I kick.
His knees buckle.
He gasps. Stumbles, loses his footing on the slick rock.
Falls.
I scramble up his back before he can recover. My knees dig into his spine, pinning him face down against the stone. My hands close around the Deathball’s handle, wrenching it from his weakened grip.
Now I have it. The weight of it in my hands, the power to end this nightmare.
All I have to do is bring it down.
Elijah isn’t fighting anymore. He’s gone completely still beneath me, his face pressed against the rock. Waiting.
I raise the Deathball above my head.
The arena holds its breath. Twenty thousand people waiting to see which of us walks away.
Don’t hesitate.
I bring the Deathball down with everything I have.
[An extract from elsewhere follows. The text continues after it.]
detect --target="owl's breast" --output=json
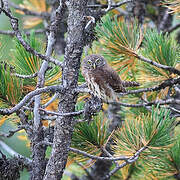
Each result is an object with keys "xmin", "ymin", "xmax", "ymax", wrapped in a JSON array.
[{"xmin": 84, "ymin": 72, "xmax": 114, "ymax": 102}]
The impact travels up my arms like a lightning strike. Metal against bone. The crowd erupts, but their cheers sound distant, muffled, like they’re coming from underwater.
I lift the weapon again.
Again.
My eyes squeeze shut, but I can still hear them chanting my name. “Robin! Robin! Robin!” Over and over, a rhythm that matches the rise and fall of my arms.
I can’t stop.
Just like Cas couldn’t stop hitting Andreas last week. I didn’t understand it then—why he kept swinging long after the first blow ended it. Why his face went blank, why his movements turned mechanical.
Now I know.
It’s not about the kill. It’s about the crowd. Their hunger feeds something primal, something that strips away every civilized thought until onlythis remains. Lift. Strike. Lift. Strike. My body moves without conscious thought, driven by thousands of voices screaming for blood.
I don’t think of Elijah. Not Marco.
I think of Esme.
The way she used to laugh when I’d chase her around, threatening to throw her in the tide pools if she didn’t put down her sketch pads and train with me. Her gray eyes bright with mischief. Her blonde hair flying behind her as she ran.
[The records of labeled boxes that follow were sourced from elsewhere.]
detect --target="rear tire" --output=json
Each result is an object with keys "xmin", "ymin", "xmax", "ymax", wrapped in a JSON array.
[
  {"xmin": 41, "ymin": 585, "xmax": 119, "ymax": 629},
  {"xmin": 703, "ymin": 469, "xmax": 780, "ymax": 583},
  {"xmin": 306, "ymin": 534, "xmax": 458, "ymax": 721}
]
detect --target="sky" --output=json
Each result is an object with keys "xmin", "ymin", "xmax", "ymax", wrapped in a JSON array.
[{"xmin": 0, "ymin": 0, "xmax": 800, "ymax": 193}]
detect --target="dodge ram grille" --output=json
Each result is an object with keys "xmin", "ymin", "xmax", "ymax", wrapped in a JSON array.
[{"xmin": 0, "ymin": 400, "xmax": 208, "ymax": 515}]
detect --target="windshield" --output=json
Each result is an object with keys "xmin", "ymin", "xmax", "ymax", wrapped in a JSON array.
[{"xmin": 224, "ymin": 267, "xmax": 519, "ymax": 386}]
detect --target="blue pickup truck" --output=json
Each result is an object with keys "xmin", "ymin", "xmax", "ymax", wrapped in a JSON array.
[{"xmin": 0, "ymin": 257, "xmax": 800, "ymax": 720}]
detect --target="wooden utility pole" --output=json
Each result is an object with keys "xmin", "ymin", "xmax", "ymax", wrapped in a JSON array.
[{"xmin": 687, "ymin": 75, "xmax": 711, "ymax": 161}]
I think of her seeing me like this. Her brother, the one who was supposed to protect her, reduced to a butcher performing for the entertainment of strangers. A monster wearing her brother’s face.
My arms begin to tire.
The Deathball grows heavier with each swing. My shoulders burn. My grip slips on the handle, slick now with—
I force myself to stop. To open my eyes.
The mess beneath me used to be Elijah. His dark hair spreads like seaweed across the stone. Red stains the pink stone, pooling in the cracks between rocks.
Beside me, black shapes move about. The game architects, scaling the cliff in their sleek uniforms, having crossed the water in small boats that have suddenly materialized. They buzz around me like insects, efficient and emotionless.
One grabs my hand. I still clutch the Deathball in the other.